Il faut regretter le peu de diffusion de la poésie de la part des éditeurs et le peu d’intérêt apparent des critiques littéraires qui sans le vouloir entretiennent vis-à-vis de cette forme d’écriture une réputation d’élitisme ou d’inaccessibilité non fondée et nous privent d’une expérience de lectures fortes et fécondantes. C’est ainsi que plusieurs auteurs qui se sont quelquefois adressés aux enfants font l’objet du même malentendu : leurs textes dits « pour la jeunesse » deviennent plus connus et célébrés que leurs écrits moins charmants sans doute, mais habités par un sens et une profondeur dont l’écho enrichit précisément ces contes et poèmes qu’on nous a fait lire quand nous étions petits et dont nous nous souvenons encore.

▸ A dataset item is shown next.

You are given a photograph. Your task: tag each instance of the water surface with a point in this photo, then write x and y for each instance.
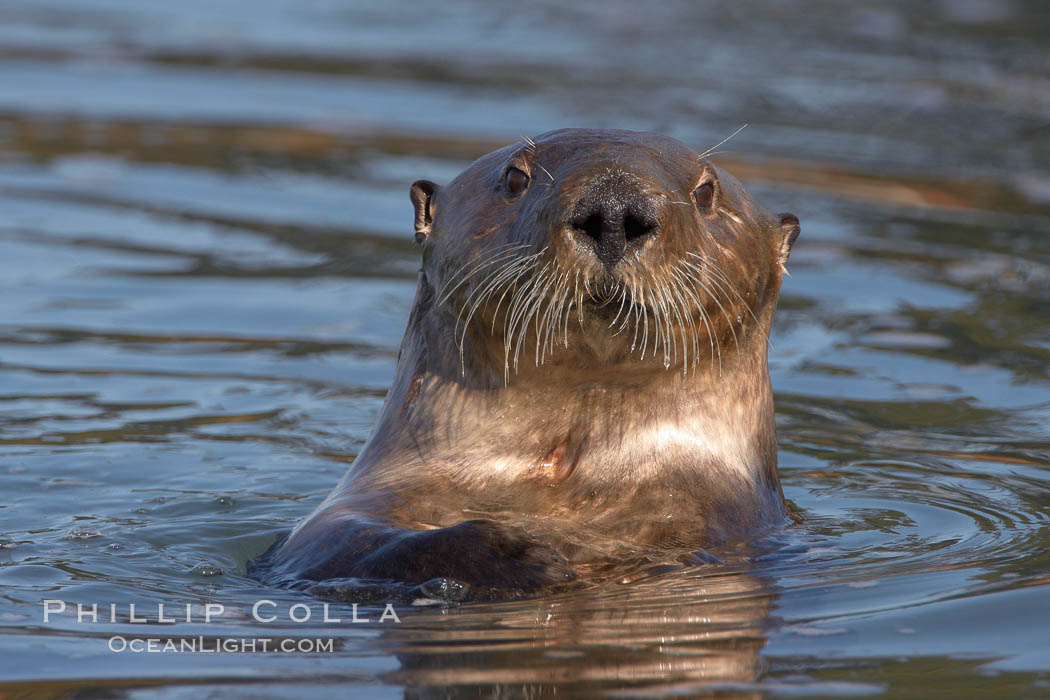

Il y a maldonne avec Saint-Exupéry par exemple dont le premier niveau de lecture du Petit Prince occulte la dimension personnelle et politique développée dans ses livres plus graves et plus directs, et qui écrivait: je ne veux pas qu’on lise mon livre à la légère ; avec Desnos, dont on vante plus souvent les charmants écrits pour les enfants (Une fourmi de dix-huit mètres Avec un chapeau sur la tête Ça n’existe pas, ça n’existe pas … eh ! et pourquoi pas !) en oubliant ses remarquables poèmes sur l’amour et sur la guerre ; et tout particulièrement avec Jacques Prévert devenu le poète officiellement assigné à la récitation des enfants des écoles maternelles et primaires malgré sa critique transparente et combien éloquente de l’école (et combien actuelle…)
Et pourtant la vie personnelle, les engagements et l’oeuvre de ces écrivains tous trois nés en 1900 ont été profondément affectés par la crise économique et sociale de l’entre-deux guerres , par l’échec du Front populaire et la montée du fascisme; leurs écrits témoignent de leur révolte et de leur souffrance devant l’expérience de la fragilité de l’amour, l’absurdité de la vie et la violence de la mort, comme ceux de la plupart des écrivains (mais pas tous) qui ont connu les deux guerres mondiales: la Grande en 14-18, puis en 39 la Seconde – cette « drôle de guerre » qui durera jusqu’en 1945 et à la fin de laquelle Desnos trouvera la mort .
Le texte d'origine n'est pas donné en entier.